Iridium South Pacific escapes Chapter 11 fallout

Iridium South Pacific is yet to experience any backlash or impact following the news that US-based Iridium operator, Iridium LLC has filed for Chapter 11 bankruptcy protection.

According to Carlton Jennings, CEO of Iridium South Pacific, there has been "absolutely" no impact on the company's operation.

"Our customers have looked at our business and value us on the service that we provide and value that we provide and to them it's nothing, There's been no impact," he said.

"From our perspective, operationally it has no impact, Motorola is the company that operates and maintains the satellite network . . . that includes the ground stations, the connections, and they've come out very strongly and said they're backing that and operating it.

"For us, it's business as usual, and actually business is doing quite well," he said.
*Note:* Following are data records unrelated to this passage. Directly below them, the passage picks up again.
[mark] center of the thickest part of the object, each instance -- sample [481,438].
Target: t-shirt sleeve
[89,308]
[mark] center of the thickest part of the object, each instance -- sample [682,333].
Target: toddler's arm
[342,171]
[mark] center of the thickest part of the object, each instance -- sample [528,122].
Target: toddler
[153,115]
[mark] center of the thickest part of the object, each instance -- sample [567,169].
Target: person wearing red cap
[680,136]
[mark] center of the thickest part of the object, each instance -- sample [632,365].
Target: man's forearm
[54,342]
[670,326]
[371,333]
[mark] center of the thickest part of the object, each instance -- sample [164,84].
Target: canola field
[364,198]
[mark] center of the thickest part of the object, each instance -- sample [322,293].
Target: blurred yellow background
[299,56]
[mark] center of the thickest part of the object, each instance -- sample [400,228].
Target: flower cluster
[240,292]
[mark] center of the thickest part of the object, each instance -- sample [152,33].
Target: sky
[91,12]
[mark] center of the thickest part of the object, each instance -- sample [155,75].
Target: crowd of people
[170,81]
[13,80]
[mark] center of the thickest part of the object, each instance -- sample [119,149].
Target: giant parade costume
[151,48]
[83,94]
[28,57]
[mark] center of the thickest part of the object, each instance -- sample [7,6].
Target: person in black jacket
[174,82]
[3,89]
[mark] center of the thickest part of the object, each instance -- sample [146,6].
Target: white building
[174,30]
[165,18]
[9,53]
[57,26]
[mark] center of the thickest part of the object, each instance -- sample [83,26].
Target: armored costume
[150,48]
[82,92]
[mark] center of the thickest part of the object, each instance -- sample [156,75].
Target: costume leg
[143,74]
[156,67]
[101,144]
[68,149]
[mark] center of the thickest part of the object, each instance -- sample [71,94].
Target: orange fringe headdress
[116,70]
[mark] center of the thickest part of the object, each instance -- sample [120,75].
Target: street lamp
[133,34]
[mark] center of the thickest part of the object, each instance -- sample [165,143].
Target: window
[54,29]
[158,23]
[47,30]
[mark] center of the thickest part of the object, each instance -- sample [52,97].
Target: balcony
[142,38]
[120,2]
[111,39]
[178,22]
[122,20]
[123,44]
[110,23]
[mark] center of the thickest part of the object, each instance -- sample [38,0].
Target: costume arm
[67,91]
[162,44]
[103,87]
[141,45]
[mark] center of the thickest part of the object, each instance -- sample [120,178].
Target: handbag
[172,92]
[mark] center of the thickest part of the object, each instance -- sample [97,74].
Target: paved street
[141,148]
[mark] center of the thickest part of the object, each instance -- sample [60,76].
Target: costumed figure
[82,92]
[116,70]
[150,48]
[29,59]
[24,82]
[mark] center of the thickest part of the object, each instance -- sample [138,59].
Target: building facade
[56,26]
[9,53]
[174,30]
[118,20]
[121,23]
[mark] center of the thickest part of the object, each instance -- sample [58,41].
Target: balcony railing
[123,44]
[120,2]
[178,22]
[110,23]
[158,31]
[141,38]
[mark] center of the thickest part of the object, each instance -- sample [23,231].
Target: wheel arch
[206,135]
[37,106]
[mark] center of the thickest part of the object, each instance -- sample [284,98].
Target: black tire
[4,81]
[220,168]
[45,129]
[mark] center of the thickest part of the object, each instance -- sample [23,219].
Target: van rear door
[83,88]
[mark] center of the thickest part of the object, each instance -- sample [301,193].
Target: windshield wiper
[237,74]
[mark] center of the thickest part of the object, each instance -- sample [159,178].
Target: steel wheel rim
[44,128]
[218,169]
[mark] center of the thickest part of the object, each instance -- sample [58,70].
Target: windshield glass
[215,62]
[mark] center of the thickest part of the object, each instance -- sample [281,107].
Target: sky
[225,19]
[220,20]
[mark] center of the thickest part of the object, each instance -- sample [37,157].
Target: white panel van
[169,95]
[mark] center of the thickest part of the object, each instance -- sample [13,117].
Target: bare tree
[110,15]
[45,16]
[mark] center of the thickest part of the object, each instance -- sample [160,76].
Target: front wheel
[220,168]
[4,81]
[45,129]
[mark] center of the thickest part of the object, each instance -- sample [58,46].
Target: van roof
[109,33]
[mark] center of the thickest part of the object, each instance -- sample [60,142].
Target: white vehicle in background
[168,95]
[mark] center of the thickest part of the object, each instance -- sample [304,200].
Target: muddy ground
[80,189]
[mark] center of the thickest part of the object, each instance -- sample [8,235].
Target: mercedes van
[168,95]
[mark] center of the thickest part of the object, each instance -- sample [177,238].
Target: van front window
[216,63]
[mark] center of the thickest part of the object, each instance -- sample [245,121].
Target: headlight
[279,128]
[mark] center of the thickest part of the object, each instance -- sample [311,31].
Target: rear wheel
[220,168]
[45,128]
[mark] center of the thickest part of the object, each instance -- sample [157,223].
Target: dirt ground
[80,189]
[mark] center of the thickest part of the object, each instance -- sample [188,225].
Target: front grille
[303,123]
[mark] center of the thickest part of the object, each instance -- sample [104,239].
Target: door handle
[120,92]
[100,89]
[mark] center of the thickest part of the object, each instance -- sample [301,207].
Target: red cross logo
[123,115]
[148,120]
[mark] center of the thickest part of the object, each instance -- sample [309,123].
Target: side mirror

Jennings said Iridium South Pacific is an independent Australian telecommunications carrier owned by DDI Corporation and Kyocera. It trades as a separate entity to Iridium LLC.

He said there are 12 different Iridium operations around the world, including Nippon Iridium, Nippon South East Asia and Iridium LLC and Iridium South Pacific.

"Certainly we're disappointed that one of these companies has to do a restructure of its finances, but it's just one of the companies," Jennings said.

Jennings said he is confident Iridium LLC will be able to transform itself into a healthy company.

"They are not going to be unsuccessful with their reorganisation. All the parties agreed that it was in Iridium LLC's best interests to go through the financial restructure to make it a very healthy company.

"We certainly support them doing that in order to get themselves healthy," Jennings told Computerworld"Iridium LLC filed to restructure its finance, it did not file to turn off the switch."

Meanwhile, late last week, Iridium LLC filed a proposed restructuring program with the US Securities and Exchange Commission that would convert debt it owes bondholders and its principal backer, Motorola Inc, into 45 per cent ownership in the company.

The proposal asks holders of $US1.45 billion in bonds to convert the debt into a 33 per cent equity share of the company. Motorola, which has $500 million in outstanding contractual obligations from Iridium, would be asked to take over another 12 per cent of the company.

Banks, which loaned Iridium a total $1.5 billion, are asked to extend their repayment schedules. Motorola has guaranteed $750 million of those loans. Motorola already owns an 18 per cent share of Iridium, but that stake would be diluted by the proposal.

Iridium said it was also seeking $500 million in equity investments from current investors and others.

Iridium will continue to meet with its bondholders' committee and other lenders and owners to try to win approval of the restructuring plan, said Michelle Lyle, an Iridium spokeswoman.

A Motorola official said the company welcomed the increased participation the proposal gave Motorola and other investors.

"It's a major requirement of any restructuring plan," said Scott Wyman, a Motorola spokesman. "We are optimistic the restructuring plan can be agreed to within the next 30 days and we are optimistic about the future of satellite communications."